Kritik an der Union Grünen-Fraktionschef Anton Hofreiter nutzte die Debatte, um die Unionsparteien und Bundeskanzlerin Angela Merkel (CDU) zu attackieren. Mit den Ministern Franz Josef Jung (CDU), Karl-Theodor zu Guttenberg (CSU), Thomas de Maizière (CDU) und aktuell Ursula von der Leyen trügen „die selbsternannten Parteien der Bundeswehr“ seit annähernd zehn Jahren die Verantwortung für die Streitkräfte. „Das Ergebnis sind kaputte Transall-Maschinen, die zum Beispiel auf den Kanaren oder in Bulgarien festsitzen, und Schiffe, die ohne die entsprechenden Hubschrauber in den Einsatz geschickt werden müssen. Das Ergebnis ist eine Mängelliste, die dicker ist als jedes Telefonbuch“, schimpfte Hofreiter. Hauptverantwortlich für das „Ausrüstungsdesaster“ der Bundeswehr sei allerdings die Bundeskanzlerin. „Die Minister kamen und gingen, die Kanzlerin blieb“, stellte Hofreiter fest. Geschuldet sei die Situation allerdings nicht nur der „Inkompetenz“ der Akteure, sondern „es mangelt auch an professioneller Distanz zwischen Bundeswehr und Ministerium auf der einen Seite und Rüstungsindustrie auf der anderen Seite“.

In diese Kerbe schlug auch die Linksfraktion. Deren abrüstungspolitische Sprecherin Christina Buchholz forderte, „endlich den Filz zwischen Rüstungsindustrie und Politik“ aufzulösen. In den für die Beschaffungen zuständigen Projektgruppen des Ministeriums seien stets Vertreter der Industrie vertreten und daran beteiligt, die Fähigkeitslücken der Streitkräfte zu definieren, monierte Buchholz. Die personellen Verbindung zwischen Militär, Politik und Rüstungsindustrie zeige sich beispielsweise beim ehemaligen Bundesminister für wirtschaftliche Zusammenarbeit und Entwicklung Dirk Niebel (FDP), „der nun Rüstungslobbyist für Rheinmetall wird“ oder beim jetzigen Vorstandvorsitzenden der Airbus Group, Tom Enders, der früher als Beamter im Verteidigungsministerium tätig gewesen sei. Die Kritik der Linken ist letztlich aber ganz grundsätzlicher Natur. „Wir wollen Sicherheit durch Abrüstung“, sagte Vize-Fraktionschef Wolfgang Gehrke.

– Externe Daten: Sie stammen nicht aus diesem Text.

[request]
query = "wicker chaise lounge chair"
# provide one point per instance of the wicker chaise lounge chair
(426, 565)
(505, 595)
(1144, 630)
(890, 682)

»Breite vor Tiefe« Kritik an von der Leyens Amtsvorgänger wurde auch aus den Reihen der SPD-Fraktion laut. Dessen Reform habe die Probleme in der Truppe „nicht gelöst, sondern verschärft“, beschied Rainer Arnold. Und sein Fraktionskollege Thomas Hitschler fügte an, dass das Konzept „Breite vor Tiefe“, das heißt die Beibehaltung eines breiten Fähigkeitenspektrums bei gleichzeitiger Truppenreduzierung, sich nicht bewährt habe. Der Vorstoß der Ministerin um Schlüsselqualifikationen der Industrie sei daher „wichtig“.

Die wiederholte Kritik der SPD und der Grünen an Verteidigungsminister de Maizière wollte der CDU-Wehrexperte Otte so allerdings nicht stehen lassen. Die von ihm angestoßene Reform habe es zum Ziel gehabt, die Bundeswehr auf die Auslandseinsätze auszurichten und die Beschaffungsprozesse zu beschleunigen. Dies habe Ministerin von der Leyen aufgenommen und konsequent fortgesetzt.